Bornite is widespread in porphyry copper systems, volcanogenic massive sulfide deposits, skarns, and polymetallic vein systems. Notable occurrences are documented from classic mining provinces and districts such as Butte, Montana, Chuquicamata, Calama, Rio Tinto complex, and deposits in Zambia and Australia. Regional geological surveys and mining company reports from organizations like BHP, Freeport-McMoRan, and national geological surveys detail its distribution in igneous and hydrothermal terranes. Museum specimens and type-locality records often cite occurrences from historic European mines and North American districts recorded by field geologists and economic geologists.
Bornite commonly forms as a primary magmatic or hypogene hydrothermal sulfide in association with other copper sulfides and gangue minerals. Paragenetic sequences include primary precipitation from metal-rich fluids, replacement of earlier sulfides, and later supergene enrichment. Published paragenetic models appear in economic geology literature and case studies by university researchers and industry geologists working on porphyry copper and VMS deposits. Typical mineral associations include pyrite, chalcopyrite, covellite, digenite, sphalerite, galena, and gangue minerals such as quartz and calcite.
Bornite is an important copper ore mineral when present in sufficient concentration; it contributes to copper metal production alongside chalcopyrite, chalcocite, and other copper sulfides. Mining engineers and metallurgists from firms and research institutions have evaluated extraction and processing methods for bornite-bearing ores, including flotation, smelting, and hydrometallurgical techniques practiced by companies such as Anglo American, Rio Tinto Group, and Glencore. Historic and modern mining districts producing bornite-bearing ore are documented in reports by national mining agencies and international commodity assessments published by organizations like the International Copper Study Group.
Field identification relies on color, iridescent tarnish, metallic luster, and physical properties such as hardness and streak; hand-sample identification is supplemented by ore microscopy, X-ray diffraction analyses performed at academic and industrial laboratories, and electron microprobe studies at research facilities.
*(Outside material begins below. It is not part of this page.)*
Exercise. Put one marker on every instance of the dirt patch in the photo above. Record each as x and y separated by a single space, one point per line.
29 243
Bornite is used primarily as an ore of copper; specimens are also sought by collectors and exhibited in museums and university collections. Educational materials and mineral guides from institutions such as the Natural History Museum, London and university geology departments illustrate identification criteria and economic contexts.
In weathering zones and supergene environments bornite commonly alters to secondary copper minerals including chalcocite, covellite, native copper, and various copper carbonates and sulfates such as azurite and malachite. Supergene enrichment can upgrade porphyry copper ores by remobilizing copper and precipitating higher-grade sulfides near the water table, a process described in economic geology texts and mining case studies. Geochemical mapping and alteration studies produced by geological surveys and academic research groups track the transformation pathways and environmental behavior of bornite in oxidizing near-surface conditions.